Off the blocks quickly. Uzbekistan is playing catch-up with the rest of the CIS and Eurasia after 25 years of isolation. President Mirziyoyev and his team have moved surprisingly quickly with some key changes that should yield a positive knee-jerk reaction from investors. But the “to-do” list remains long and daunting.

Currency reform is the biggest move. The change with the biggest impact is the ending of the dual exchange rate system. The official rate immediately fell to the street rate but at least investors now have a transparent system with which to work.

Inflation and rates spiked higher. The result of the move is to reveal double-digit inflation. The risk is that a real devaluation would push inflation higher and keep interest rates higher for longer. But, it is important to bear in mind that the double-digit inflation has been part of the economy and is only now exposed. It is not a new factor.

Growth rates are declining. Uzbekistan’s macro indicators have always raised suspicions about methodology and that is also now changing. Expect more volatility in the future. GDP may fall to 6.5%, or lower, this year and next as a result of the currency move, and other changes; but, if handled correctly, faster growth may resume from 2019.

Focus on SMEs. Amongst the reforms announced this year, the government is providing support for SMEs, which already account for almost 60% of GDP. This is a very positive move.

Administrative reforms. In this note we list all the major reform initiatives announced so far this year, including an ambitious program to make the bureaucracy more efficient and accountable.

Improved regional relations boosts power projects. President Mirziyoyev has also moved quickly to improve relations with both Kyrgyzstan and Tajikistan. The result is an end to border disputes, with freer access to improve trade, and the long-overdue start to muchneeded hydroelectric power projects.

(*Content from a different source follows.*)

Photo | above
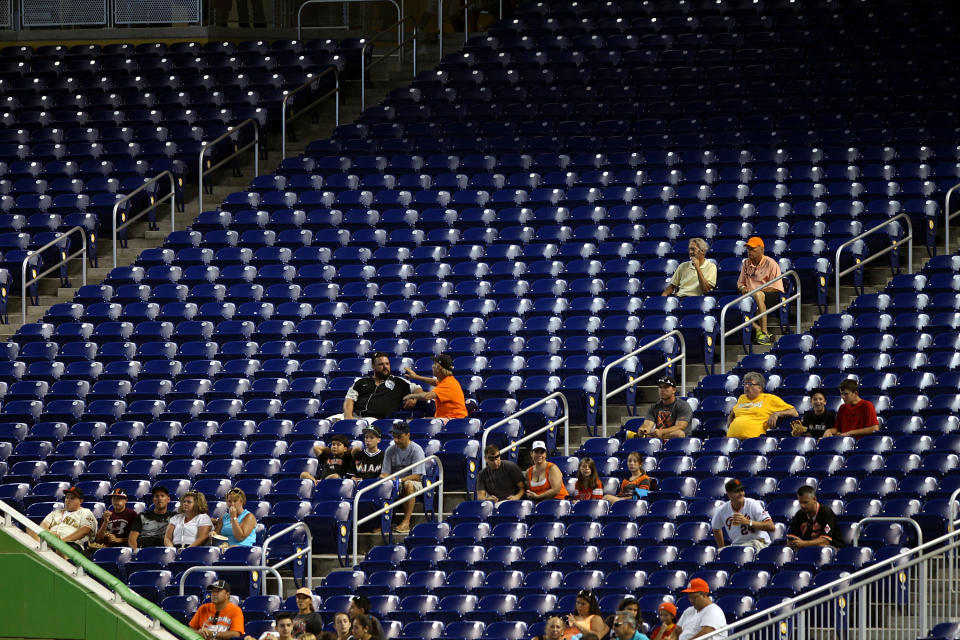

Highlighting best investment opportunities. In this note, we highlight the sectors with the greatest potential and interest for investors. FCMG clearly stands out. Agriculture and food processing sectors have considerable potential and, along with other export-orientated sectors, will greatly benefit from the expanding Chinese-led Belt & Road rail network.

Clear areas of concern. But it would be a mistake to assume that the country has a clear path forward. We highlight some of the obvious risks, both economic, social and political, in this report. Not least of which, based on what has been seen in other countries of the former Soviet Union, is the risk of a backlash from those resistant to, or reluctant to embrace, quick change.

Visa reform. Uzbekistan is now “visa-free” for 27 nations (available at entry for US$50) and the government will abolish exit visas from 2019. The danger from that is if job creation is not successful then more workers will migrate to better-paying jobs in labor-short Russia.